Сначала это были тонкие нити. Полупрозрачные, но наполненные светом, они оплетали его внутренности, соединяясь в единую сеть. Но с каждой новой волной энергии эта сеть укреплялась всё больше. Тончайшие каналы уплотнялись, наливались не только энергией, но и собственным весом, собственной природой. Теперь они уже не сгорали, не пульсировали от перегрузки, а принимали энергию, аккумулировали её, и проводили дальше. И именно так в теле парня формировалась полноценная энергетическая система. Сеть меридианов. Практически новая кровеносная система. Но не для крови, а для силы. А где-то внизу живота – в том месте, которое древние культы называли "даньтянь", а философы – точкой духа, что-то пробудилось.
Сначала – как пустота. Потом – как вращающееся давление. И уже затем – как сияющая воронка, что втягивает в себя огонь, боль, силу, свет. Концентратор этой странной силы. Центр. Точка, где вся эта странная, возможно даже – магическая энергия собиралась, фильтровалась, оседала, и даже осмысливалась. И это тоже было больно. Ведь его тело, по крайней мере раньше, было обычным человеческим, не приспособленным к подобным вещам. И оно, возможно чисто инстинктивно, сопротивлялось. Внутренние органы сжимались, мышцы сокращались в судорогах, рёбра подрагивали от напряжения. В голове – словно бушевала буря, где мысли распадались на клочки света и звука. Мозг горел. Кожа дрожала. Позвоночник будто выгибался в обратную сторону.
Но ничего не рвалось. Ничего не лопалось. Потому что плод, даровавший это изменение, всё же… Знал меру… Знал какие-то пределы… И даже знал, как можно обойти слабость.

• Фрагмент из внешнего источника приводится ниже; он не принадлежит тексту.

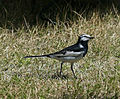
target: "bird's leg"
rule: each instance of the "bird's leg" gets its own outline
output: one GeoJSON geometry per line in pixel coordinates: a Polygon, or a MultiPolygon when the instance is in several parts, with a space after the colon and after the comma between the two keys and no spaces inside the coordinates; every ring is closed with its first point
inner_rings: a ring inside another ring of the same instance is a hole
{"type": "Polygon", "coordinates": [[[62,65],[63,65],[63,63],[64,63],[64,62],[62,62],[61,65],[60,65],[60,76],[61,76],[61,74],[62,74],[62,65]]]}
{"type": "Polygon", "coordinates": [[[74,70],[73,70],[73,63],[71,63],[71,70],[72,70],[72,73],[73,73],[73,75],[74,75],[74,78],[77,79],[77,77],[75,76],[74,70]]]}

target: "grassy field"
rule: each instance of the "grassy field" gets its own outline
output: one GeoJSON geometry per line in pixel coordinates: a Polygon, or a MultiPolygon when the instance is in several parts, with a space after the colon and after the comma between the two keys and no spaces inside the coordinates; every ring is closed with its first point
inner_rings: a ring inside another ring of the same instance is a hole
{"type": "Polygon", "coordinates": [[[87,20],[78,16],[71,25],[23,26],[16,30],[0,27],[1,99],[118,99],[120,98],[120,16],[93,13],[87,20]],[[48,58],[24,59],[74,44],[78,36],[95,37],[84,59],[63,66],[67,79],[54,78],[60,62],[48,58]]]}

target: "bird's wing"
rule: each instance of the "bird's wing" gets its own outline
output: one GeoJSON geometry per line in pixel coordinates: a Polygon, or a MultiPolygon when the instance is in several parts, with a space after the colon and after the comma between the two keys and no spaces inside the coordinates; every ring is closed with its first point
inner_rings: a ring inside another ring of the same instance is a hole
{"type": "Polygon", "coordinates": [[[77,44],[64,48],[61,51],[51,54],[55,57],[67,57],[67,56],[79,56],[84,53],[84,48],[78,46],[77,44]]]}

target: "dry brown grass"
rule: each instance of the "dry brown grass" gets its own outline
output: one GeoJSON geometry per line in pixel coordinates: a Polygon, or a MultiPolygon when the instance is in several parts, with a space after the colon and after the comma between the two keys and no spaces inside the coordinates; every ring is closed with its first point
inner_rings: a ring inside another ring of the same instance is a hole
{"type": "Polygon", "coordinates": [[[35,26],[8,30],[0,28],[0,97],[25,99],[93,99],[120,97],[120,18],[108,14],[102,19],[94,13],[90,20],[79,18],[72,25],[35,26]],[[56,60],[24,59],[74,44],[80,34],[95,37],[87,56],[75,64],[64,64],[67,79],[53,79],[59,71],[56,60]]]}

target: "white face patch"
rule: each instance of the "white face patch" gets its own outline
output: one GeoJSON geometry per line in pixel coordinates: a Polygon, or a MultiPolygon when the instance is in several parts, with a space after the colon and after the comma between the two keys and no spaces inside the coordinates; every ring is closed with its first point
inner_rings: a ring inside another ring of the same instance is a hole
{"type": "Polygon", "coordinates": [[[84,48],[81,44],[79,44],[79,47],[80,47],[80,48],[84,48]]]}
{"type": "Polygon", "coordinates": [[[87,37],[84,37],[84,36],[81,38],[81,41],[88,41],[88,40],[90,40],[90,38],[87,38],[87,37]]]}

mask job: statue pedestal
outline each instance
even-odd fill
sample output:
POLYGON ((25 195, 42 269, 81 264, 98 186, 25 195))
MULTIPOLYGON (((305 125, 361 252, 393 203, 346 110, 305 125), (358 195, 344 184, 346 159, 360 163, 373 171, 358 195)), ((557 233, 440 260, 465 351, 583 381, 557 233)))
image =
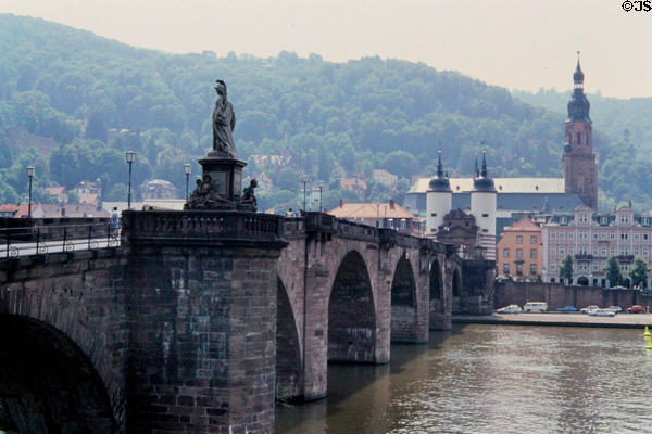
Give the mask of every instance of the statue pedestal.
POLYGON ((214 191, 233 202, 235 206, 240 201, 242 168, 247 163, 213 151, 209 152, 205 158, 200 159, 199 164, 203 168, 202 175, 210 175, 214 191))

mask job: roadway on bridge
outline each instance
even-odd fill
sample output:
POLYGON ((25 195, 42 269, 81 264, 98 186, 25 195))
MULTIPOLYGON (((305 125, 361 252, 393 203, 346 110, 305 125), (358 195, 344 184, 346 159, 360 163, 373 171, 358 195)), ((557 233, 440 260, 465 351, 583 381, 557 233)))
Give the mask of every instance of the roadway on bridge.
POLYGON ((492 314, 454 315, 453 322, 476 324, 612 327, 637 329, 652 326, 652 314, 618 314, 615 317, 592 317, 585 314, 492 314))

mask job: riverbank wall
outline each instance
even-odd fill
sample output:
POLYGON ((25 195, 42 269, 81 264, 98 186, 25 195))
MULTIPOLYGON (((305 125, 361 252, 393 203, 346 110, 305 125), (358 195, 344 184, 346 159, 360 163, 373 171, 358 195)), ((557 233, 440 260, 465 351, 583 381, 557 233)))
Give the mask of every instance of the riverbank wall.
POLYGON ((650 306, 652 295, 638 290, 610 290, 601 286, 566 286, 561 283, 502 282, 496 285, 494 308, 507 305, 523 306, 527 302, 546 302, 549 310, 557 307, 585 306, 600 307, 631 305, 650 306))

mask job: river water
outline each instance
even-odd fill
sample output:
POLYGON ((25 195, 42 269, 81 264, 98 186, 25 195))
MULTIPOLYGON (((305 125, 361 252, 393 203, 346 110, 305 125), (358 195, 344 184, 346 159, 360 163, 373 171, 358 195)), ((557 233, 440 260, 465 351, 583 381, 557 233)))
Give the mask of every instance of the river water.
POLYGON ((642 330, 454 326, 385 366, 329 365, 328 397, 277 434, 652 433, 642 330))

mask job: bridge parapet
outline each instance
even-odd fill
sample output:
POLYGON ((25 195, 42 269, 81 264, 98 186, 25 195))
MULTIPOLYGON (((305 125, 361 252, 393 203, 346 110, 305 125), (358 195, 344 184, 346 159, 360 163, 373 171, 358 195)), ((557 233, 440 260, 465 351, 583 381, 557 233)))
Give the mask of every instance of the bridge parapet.
POLYGON ((128 210, 123 217, 123 237, 131 243, 146 240, 281 242, 283 230, 281 217, 256 213, 128 210))

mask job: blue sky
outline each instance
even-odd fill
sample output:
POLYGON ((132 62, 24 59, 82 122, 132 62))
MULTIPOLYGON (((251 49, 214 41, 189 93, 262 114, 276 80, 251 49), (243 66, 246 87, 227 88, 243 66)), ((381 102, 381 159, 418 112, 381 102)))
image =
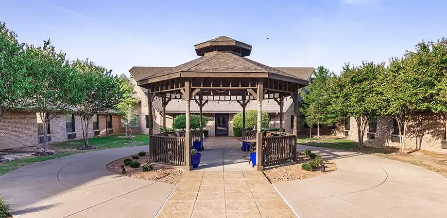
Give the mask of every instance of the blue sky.
POLYGON ((0 20, 21 42, 50 38, 70 60, 118 74, 196 59, 194 45, 222 35, 252 45, 248 58, 269 66, 339 73, 345 62, 387 61, 447 36, 446 9, 441 0, 15 0, 2 1, 0 20))

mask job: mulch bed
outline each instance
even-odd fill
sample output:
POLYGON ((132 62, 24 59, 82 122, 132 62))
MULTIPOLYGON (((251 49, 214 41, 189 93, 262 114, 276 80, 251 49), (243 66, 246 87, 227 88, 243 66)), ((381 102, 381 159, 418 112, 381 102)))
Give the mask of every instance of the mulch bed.
POLYGON ((311 160, 309 157, 302 152, 297 153, 298 161, 293 164, 282 166, 264 171, 264 174, 272 183, 308 179, 328 173, 337 169, 337 164, 330 160, 325 161, 325 171, 322 172, 320 168, 312 171, 301 169, 301 165, 311 160))
POLYGON ((154 167, 154 170, 151 171, 143 171, 141 167, 144 165, 148 164, 147 160, 149 158, 148 155, 145 156, 139 156, 139 159, 133 159, 132 156, 125 156, 118 159, 107 165, 107 169, 111 172, 122 174, 126 176, 136 178, 137 179, 145 179, 156 182, 161 182, 166 183, 177 183, 180 181, 184 171, 171 167, 157 164, 150 164, 154 167), (139 168, 132 168, 128 166, 124 165, 126 170, 126 173, 122 173, 122 170, 120 166, 123 165, 123 160, 124 159, 131 159, 132 160, 139 162, 141 165, 139 168))
POLYGON ((98 149, 98 147, 95 146, 82 146, 76 148, 76 150, 95 150, 98 149))
POLYGON ((36 153, 34 153, 34 154, 32 154, 31 155, 32 155, 32 156, 47 156, 47 155, 53 155, 55 154, 56 154, 56 153, 54 153, 54 152, 47 152, 47 154, 45 154, 45 152, 36 152, 36 153))

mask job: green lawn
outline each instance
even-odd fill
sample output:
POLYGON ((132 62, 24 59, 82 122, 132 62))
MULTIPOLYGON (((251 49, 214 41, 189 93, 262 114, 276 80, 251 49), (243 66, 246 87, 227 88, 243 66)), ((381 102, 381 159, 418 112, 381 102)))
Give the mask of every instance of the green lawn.
POLYGON ((297 143, 303 145, 321 147, 323 148, 334 148, 336 149, 347 150, 357 147, 357 142, 336 137, 322 137, 320 139, 312 138, 314 141, 319 143, 305 143, 309 140, 309 136, 298 136, 297 143))
POLYGON ((89 151, 97 151, 97 150, 110 149, 111 148, 122 148, 124 147, 131 147, 147 144, 149 143, 149 138, 147 135, 134 133, 136 136, 134 140, 143 143, 140 144, 126 144, 129 141, 131 141, 131 139, 124 139, 119 138, 119 136, 124 134, 112 135, 103 137, 92 138, 88 140, 90 146, 97 147, 98 149, 82 151, 74 150, 74 149, 84 146, 84 141, 82 140, 73 141, 64 141, 52 144, 51 148, 52 150, 55 150, 58 154, 54 155, 49 155, 45 156, 36 156, 32 157, 25 157, 18 159, 0 164, 0 175, 14 170, 20 168, 24 166, 32 164, 38 162, 44 161, 52 159, 62 157, 75 155, 76 154, 88 152, 89 151))

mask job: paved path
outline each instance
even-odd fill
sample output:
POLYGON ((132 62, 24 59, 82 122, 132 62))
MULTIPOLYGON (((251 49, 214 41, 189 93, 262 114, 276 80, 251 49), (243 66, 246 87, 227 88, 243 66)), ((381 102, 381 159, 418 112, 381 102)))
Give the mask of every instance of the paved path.
POLYGON ((105 165, 147 146, 97 151, 26 166, 0 176, 18 218, 153 217, 174 185, 114 174, 105 165))
POLYGON ((252 170, 184 174, 157 217, 296 217, 262 172, 252 170))
POLYGON ((275 184, 301 218, 447 217, 447 179, 437 173, 369 155, 298 147, 332 158, 339 168, 275 184))

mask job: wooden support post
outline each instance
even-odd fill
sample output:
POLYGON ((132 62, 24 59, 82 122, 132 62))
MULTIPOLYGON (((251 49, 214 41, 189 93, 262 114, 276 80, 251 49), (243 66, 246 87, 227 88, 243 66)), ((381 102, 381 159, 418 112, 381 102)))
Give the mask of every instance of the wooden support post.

Прошли часы… Или дни… Или секунды… В этом состоянии для Андрея не было времени. И вот, когда пылающий в его теле огонь уже почти утих, когда пульсация в меридианах стала ровной, а даньтянь в животе обрёл чёткую, плотную форму, похожую на вращающийся ком света – что-то щёлкнуло. Система завершила своё формирование. Она была завершена. И теперь он был не просто человеком. Он был сосудом силы. Пока ещё спящим. Ещё не осознавшим, что именно в нём пробудилось. Но уже другим. Навсегда.
Пробуждение
Сознание возвращалось медленно, будто сквозь вязкий туман, пропитанный смолистыми ароматами трав, влажной земли и древесной коры. Андрей с трудом открыл глаза… И первым, что он осознал, был ломящий зуд во всём его теле. Эта тупая, тянущая боль пряталась в каждой мышце, словно он провёл сутки на грани физического истощения. Но сейчас в его теле было и другое чувство. Тонкое, ползучее, словно что-то внутри тела двигалось само по себе, меняло форму, структуру, перетекало под кожей, будто под ней таились змеи, не причиняющие боли, но настойчиво напоминающие о себе.
Он тяжело выдохнул и кое-как сел, прислонившись к стволу дерева. Нервная дрожь пробежала по спине. Не от страха, а от необъяснимой слабости во всём его теле. Он медленно сжал пальцы. В них была какая-то странная сила. Он напряг ноги, и тут же ощутил, что все его мышцы были словно натянуты, туже, чем раньше, но при этом были куда более отзывчивее. Но внутри… Сейчас внутри его тела было нечто иное.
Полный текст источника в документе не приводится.